The Hokies dominated the 2-3 zone with their excellent three-point shooting, as their quick swing-passes around the perimeter made it near impossible for the Orange to close out on their numerous deep threats. However, it wasn’t only the defense’s fault in this one, but the Syracuse offense had one of their worst outings of the season due to the high ball pressure from the Virginia Tech guards.
The Hokies are a very talented defensive team, and their ball pressure is what makes them so effective on that end of the floor. By not allowing the ball handler to feel comfortable in the half court and set up the offense, the opponent is left getting into their offense late into the shot clock, thus leading to forced contested shots and turnovers — both of which hurt the Orange mightily Saturday night.
Syracuse is built on their talented perimeter players, the “big four,” in Tyus Battle, Frank Howard, Elijah Hughes, and Oshae Brissett, but the Hokies were able to limit their production by staying in their personal space from the moment the ball handler crossed half court. Hughes is the only consistent perimeter shooter out of those four players, so it is crucial for them to get to the lane off the dribble if the other three want to see offensive success.
Howard and Battle start the offensive set most of the time, and they typically look to go downhill to either create for themselves or to kick the ball out to the other perimeter playmakers.
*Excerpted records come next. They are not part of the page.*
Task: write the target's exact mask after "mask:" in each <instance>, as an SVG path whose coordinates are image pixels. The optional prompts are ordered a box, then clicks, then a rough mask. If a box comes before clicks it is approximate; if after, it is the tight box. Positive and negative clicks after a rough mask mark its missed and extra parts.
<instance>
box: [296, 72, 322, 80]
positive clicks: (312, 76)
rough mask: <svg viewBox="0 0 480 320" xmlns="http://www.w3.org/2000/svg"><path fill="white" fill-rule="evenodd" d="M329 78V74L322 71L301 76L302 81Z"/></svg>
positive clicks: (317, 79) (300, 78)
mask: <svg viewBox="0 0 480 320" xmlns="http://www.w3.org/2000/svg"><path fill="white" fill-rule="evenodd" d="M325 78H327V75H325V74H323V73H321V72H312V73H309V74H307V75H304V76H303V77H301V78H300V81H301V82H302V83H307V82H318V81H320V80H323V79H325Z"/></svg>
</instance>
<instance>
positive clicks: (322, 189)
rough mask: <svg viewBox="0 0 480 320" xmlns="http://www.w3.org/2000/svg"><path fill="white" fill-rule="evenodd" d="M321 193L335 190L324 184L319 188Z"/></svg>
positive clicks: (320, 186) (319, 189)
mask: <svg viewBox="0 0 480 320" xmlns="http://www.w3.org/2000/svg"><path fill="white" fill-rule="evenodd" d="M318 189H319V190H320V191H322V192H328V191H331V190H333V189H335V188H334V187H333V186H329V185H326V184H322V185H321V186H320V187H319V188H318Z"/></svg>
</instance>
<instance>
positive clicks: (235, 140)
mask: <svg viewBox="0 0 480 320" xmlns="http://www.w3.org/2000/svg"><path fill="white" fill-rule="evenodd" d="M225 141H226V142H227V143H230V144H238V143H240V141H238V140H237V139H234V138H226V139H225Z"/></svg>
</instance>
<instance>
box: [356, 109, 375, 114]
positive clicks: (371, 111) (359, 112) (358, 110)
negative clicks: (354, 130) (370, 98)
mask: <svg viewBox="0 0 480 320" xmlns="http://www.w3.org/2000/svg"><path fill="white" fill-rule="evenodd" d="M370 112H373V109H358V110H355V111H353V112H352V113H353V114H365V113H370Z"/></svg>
They’re both capable of beating their man off the dribble when there’s a little ball pressure, but the pressure typically slows down the set and causes the offense to go stagnant, thus leading to isolation-ball.
This Syracuse basketball team needs to be scoring in transition and moving the ball on the perimeter in the half court in order to find easy shots, and coach Buzz Williams did a great job of making those two keys to the game nonexistent on Saturday.
The Hokies forced the Orange into 14 turnovers, with Hughes having four and Battle and Howard having three each. Syracuse’s offense is already a weak point this year, so giving up opportunities to score the ball isn’t a great idea for this roster. Not only did the ball pressure cause the Orange to turn the ball over, but it led to Syracuse needing to force up contested shots with the shot clock ticking down, thus causing the Orange to shoot 36 percent from the field.
The primary scorers for the Orange, the “big four” I mentioned earlier, combined to shoot 16-49 against the high ball pressuring Hokies. With limited perimeter shooters, the Orange need space for their deep threats to knock down threes, but the Virginia Tech defense was smothering and turned the open threes Syracuse was getting in the last three games into contested shots.
Yes, the score of the game is not a good sign for this team, but it also allowed coach Jim Boeheim and the Orange to understand where they need to improve as they begin to approach the final stretch of regular season play. This team isn’t going to win games with dominant scoring, but they do need to find a way to stay in games against teams like Virginia Tech — 56 points on 36 percent shooting won’t cut it.